My name is Kate and I’m a semi-professional knitting pattern writer and needlework designer who also happens to have a Ph.D. in nineteenth-century British literature.
After receiving my degree several years ago, and facing a job market that was grim even before our current economic downturn, I got a job as a pattern writer working for a well-known knitting designer here in Los Angeles. We worked on four books altogether and I eventually wrote over a hundred knitting patterns for her boutique and her line of specialty yarns. She decided to focus on the high-fashion side of her business and I was left with a lot of fond memories as well as a hard-won set of pattern-writing skills and knitting knowledge that I was eager to expand upon.

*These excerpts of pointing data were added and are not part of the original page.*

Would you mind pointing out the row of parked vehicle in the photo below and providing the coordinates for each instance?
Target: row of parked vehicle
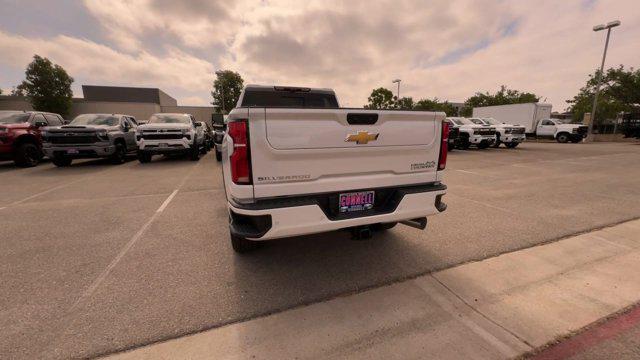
(28, 136)
(486, 131)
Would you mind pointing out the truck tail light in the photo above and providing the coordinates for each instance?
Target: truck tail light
(444, 146)
(241, 157)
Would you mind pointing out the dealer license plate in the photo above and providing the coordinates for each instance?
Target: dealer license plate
(356, 201)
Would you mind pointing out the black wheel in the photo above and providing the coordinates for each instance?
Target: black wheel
(562, 138)
(27, 155)
(194, 153)
(498, 142)
(61, 161)
(464, 143)
(383, 226)
(144, 157)
(242, 245)
(120, 154)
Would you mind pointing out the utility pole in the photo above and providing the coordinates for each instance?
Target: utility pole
(398, 82)
(600, 27)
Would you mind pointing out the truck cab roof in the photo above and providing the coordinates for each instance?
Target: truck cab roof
(287, 97)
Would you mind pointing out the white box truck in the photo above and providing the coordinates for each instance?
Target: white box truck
(536, 118)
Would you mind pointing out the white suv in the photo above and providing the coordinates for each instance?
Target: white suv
(169, 134)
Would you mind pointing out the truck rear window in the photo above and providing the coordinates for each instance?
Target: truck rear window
(288, 99)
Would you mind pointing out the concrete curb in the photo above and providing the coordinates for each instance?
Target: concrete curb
(496, 308)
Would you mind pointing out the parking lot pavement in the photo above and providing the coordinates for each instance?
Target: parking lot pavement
(100, 258)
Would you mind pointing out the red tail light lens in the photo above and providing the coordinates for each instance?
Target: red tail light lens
(241, 157)
(444, 146)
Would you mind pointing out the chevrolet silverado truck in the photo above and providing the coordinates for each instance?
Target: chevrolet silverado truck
(21, 135)
(509, 135)
(90, 136)
(295, 163)
(470, 133)
(170, 134)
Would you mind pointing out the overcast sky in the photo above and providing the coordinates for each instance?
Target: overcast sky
(439, 48)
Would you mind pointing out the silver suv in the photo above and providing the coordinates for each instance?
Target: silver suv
(110, 136)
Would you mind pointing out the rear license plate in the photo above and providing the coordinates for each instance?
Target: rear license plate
(356, 201)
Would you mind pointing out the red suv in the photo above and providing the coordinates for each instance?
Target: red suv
(20, 138)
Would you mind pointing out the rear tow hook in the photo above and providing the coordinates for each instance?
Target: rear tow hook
(361, 233)
(418, 223)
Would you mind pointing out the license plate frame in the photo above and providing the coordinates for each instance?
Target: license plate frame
(356, 201)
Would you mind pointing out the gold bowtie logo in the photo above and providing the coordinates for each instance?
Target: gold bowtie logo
(362, 137)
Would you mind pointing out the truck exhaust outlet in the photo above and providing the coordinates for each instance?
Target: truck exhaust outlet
(418, 223)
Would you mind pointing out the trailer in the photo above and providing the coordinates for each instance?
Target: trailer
(527, 114)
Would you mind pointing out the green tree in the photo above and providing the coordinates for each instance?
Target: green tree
(436, 105)
(381, 98)
(226, 90)
(47, 86)
(504, 96)
(620, 91)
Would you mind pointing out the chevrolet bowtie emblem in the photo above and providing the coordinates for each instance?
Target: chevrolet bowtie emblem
(362, 137)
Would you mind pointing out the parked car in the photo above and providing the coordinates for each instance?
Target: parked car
(536, 118)
(170, 134)
(473, 134)
(313, 167)
(21, 135)
(89, 136)
(509, 135)
(208, 136)
(219, 128)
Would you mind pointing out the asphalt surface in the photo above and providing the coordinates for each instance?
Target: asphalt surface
(99, 258)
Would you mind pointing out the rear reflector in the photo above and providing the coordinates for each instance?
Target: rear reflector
(444, 146)
(240, 159)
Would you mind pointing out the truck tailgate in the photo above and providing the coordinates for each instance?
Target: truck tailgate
(302, 151)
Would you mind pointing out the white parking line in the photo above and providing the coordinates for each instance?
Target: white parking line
(96, 283)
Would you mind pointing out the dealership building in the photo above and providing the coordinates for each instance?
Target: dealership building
(140, 103)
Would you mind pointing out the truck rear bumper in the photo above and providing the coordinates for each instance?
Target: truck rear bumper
(279, 218)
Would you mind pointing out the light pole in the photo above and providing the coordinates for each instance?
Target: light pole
(398, 82)
(608, 27)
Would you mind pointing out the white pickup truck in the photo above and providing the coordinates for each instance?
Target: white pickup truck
(295, 163)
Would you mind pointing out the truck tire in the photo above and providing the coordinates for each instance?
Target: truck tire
(119, 155)
(498, 142)
(562, 138)
(144, 157)
(27, 155)
(194, 153)
(61, 161)
(242, 245)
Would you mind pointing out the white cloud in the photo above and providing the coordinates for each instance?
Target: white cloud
(99, 64)
(442, 48)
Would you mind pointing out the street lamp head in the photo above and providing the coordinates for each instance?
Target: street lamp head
(613, 24)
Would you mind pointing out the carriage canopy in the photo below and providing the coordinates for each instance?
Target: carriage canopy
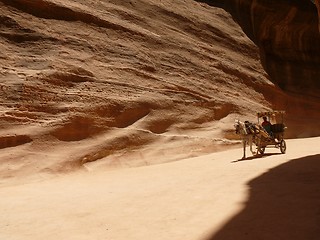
(274, 114)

Working with this designer inspired me to start designing my own knits and to rededicate myself to all the handcrafts I enjoy so much, especially needlework and quilting (I’m just a beginner quilter so be patient). Please check out my Etsy shop, Moon & Sixpence Knits, for some colorful knitted accessories and patterns. I have also launched my own fledgling (extremely fledgling) needlework design company, Wordsmith Designs, which also has an Etsy shop. My needlework designs draw their inspiration from literary sources and many are based on the aesthetics of the nineteenth-century Arts and Crafts movement.
However, that certainly doesn’t mean my tastes are stuck in the nineteenth century! I hope that cross stitch and other needlework will soon experience the same kind of popular and stylistic renaissance currently enjoyed by knitting. Needlework can also be sophisticated and current, and, for the sake of this craft we love so well, we should all work together to bring it (kicking and screaming, if necessary) into the 21st century. I strive to create and design for intelligent, modern stitchers of all ages and both sexes.

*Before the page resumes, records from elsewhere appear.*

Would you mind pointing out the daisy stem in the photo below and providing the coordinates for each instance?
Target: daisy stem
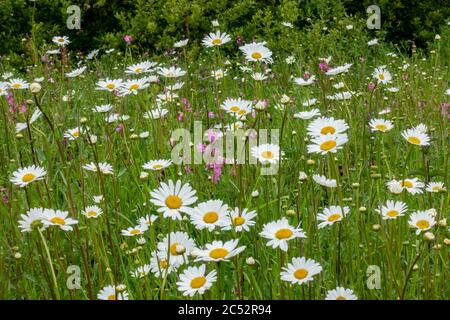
(55, 283)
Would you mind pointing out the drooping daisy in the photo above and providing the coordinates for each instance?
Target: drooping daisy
(17, 84)
(110, 293)
(141, 67)
(392, 210)
(280, 232)
(215, 39)
(157, 165)
(301, 270)
(340, 293)
(209, 215)
(422, 221)
(135, 231)
(324, 125)
(256, 52)
(331, 215)
(240, 220)
(266, 153)
(92, 212)
(109, 84)
(176, 248)
(435, 187)
(32, 219)
(380, 125)
(172, 199)
(382, 75)
(59, 218)
(61, 41)
(24, 176)
(324, 181)
(193, 280)
(103, 167)
(172, 72)
(306, 115)
(327, 143)
(416, 137)
(218, 251)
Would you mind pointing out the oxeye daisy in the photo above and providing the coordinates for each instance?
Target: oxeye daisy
(306, 115)
(103, 167)
(92, 212)
(61, 41)
(209, 215)
(435, 187)
(109, 84)
(172, 199)
(422, 221)
(392, 209)
(215, 39)
(59, 218)
(324, 181)
(218, 251)
(331, 215)
(324, 126)
(255, 52)
(32, 219)
(340, 293)
(301, 270)
(382, 75)
(111, 293)
(194, 280)
(266, 153)
(159, 264)
(380, 125)
(135, 231)
(327, 143)
(240, 220)
(157, 165)
(416, 137)
(176, 248)
(280, 232)
(24, 176)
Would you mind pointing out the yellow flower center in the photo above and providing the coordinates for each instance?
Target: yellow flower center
(414, 140)
(173, 202)
(392, 213)
(283, 234)
(328, 145)
(301, 274)
(58, 220)
(334, 217)
(328, 129)
(219, 253)
(267, 154)
(28, 177)
(422, 224)
(210, 217)
(256, 55)
(198, 282)
(238, 221)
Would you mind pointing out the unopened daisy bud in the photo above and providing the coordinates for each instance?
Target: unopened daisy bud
(302, 176)
(290, 213)
(35, 87)
(143, 175)
(429, 236)
(250, 261)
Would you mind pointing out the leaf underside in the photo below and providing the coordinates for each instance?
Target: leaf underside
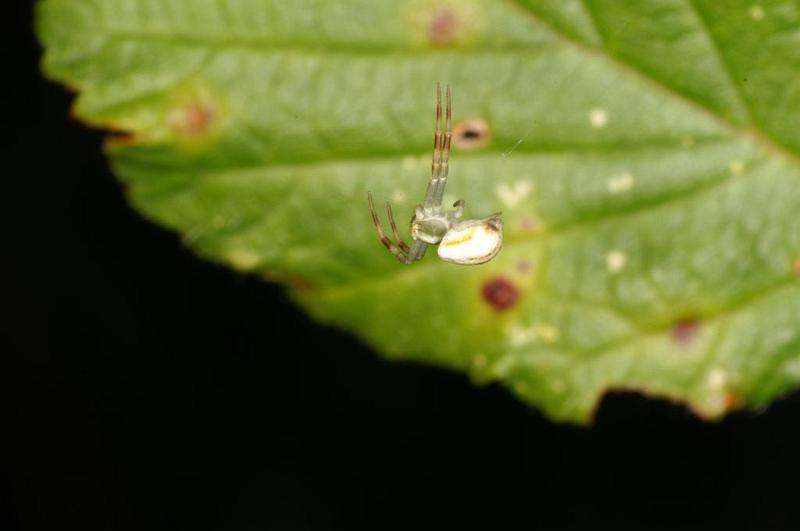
(644, 154)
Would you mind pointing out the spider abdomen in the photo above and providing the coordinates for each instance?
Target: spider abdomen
(472, 242)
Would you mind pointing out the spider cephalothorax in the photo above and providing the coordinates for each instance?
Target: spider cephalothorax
(466, 242)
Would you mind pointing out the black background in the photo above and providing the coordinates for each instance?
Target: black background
(145, 388)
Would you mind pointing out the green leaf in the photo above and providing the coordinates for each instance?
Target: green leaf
(645, 155)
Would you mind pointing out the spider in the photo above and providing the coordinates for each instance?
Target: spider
(464, 242)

I continue to be inspired by both crafts equally, as well as by crochet, sewing, needlepoint, beading, and just about any paper, fabric or fiber craft you can think of. In particular, I love projects that combine two or more of these different crafts.
About the Name of this Blog
The name of this blog, “The Lyf So Short,” comes from the first lines of Geoffrey Chaucer’s poem “The Parlement of Foules”:
The lyf so short, the craft so longe to lerne
Th’assay so hard, so sharp the conquerynge,
The dredful joye, alwey that slit so yerne,
All this mene I by love…
The first part — “The lyf so short, the craft so long to lerne”– reminds us all that although life is short, refining our craft is an endless process, but that means we’ll never run out of something new to discover. I used to get a little depressed thinking about all the unfinished projects I’d never get around to, but now I think that’s infinitely preferable to the opposite, running out of projects before I run out of time.
On the other hand, the second line — “Th’assay so hard, so sharp the conquerynge” — reminds me that mastering that next knitting technique or finishing that next seemingly endless stitching project only comes through hard-won effort. And the “dredful joye” of conquering our craft is as sharp and slight as that of love itself. [Apologies for the stuffy discussion of poetry — I get carried away sometimes]
The first line of the poem was also, famously, the motto of The Craftsman, the journal of the British Arts and Crafts movement of the late nineteenth and early twentieth centuries. I’ve long admired the Arts and Crafts aesthetic which embraced and celebrated handmade objects in the face of an increasingly industrial world. I also figured this was a good name for a stitching blog since we all seem to have more stash than we could ever handle, and there always seems to be “just one more technique” on the horizon to master.
Happy Stitching to all of you! I look forward to hearing from you.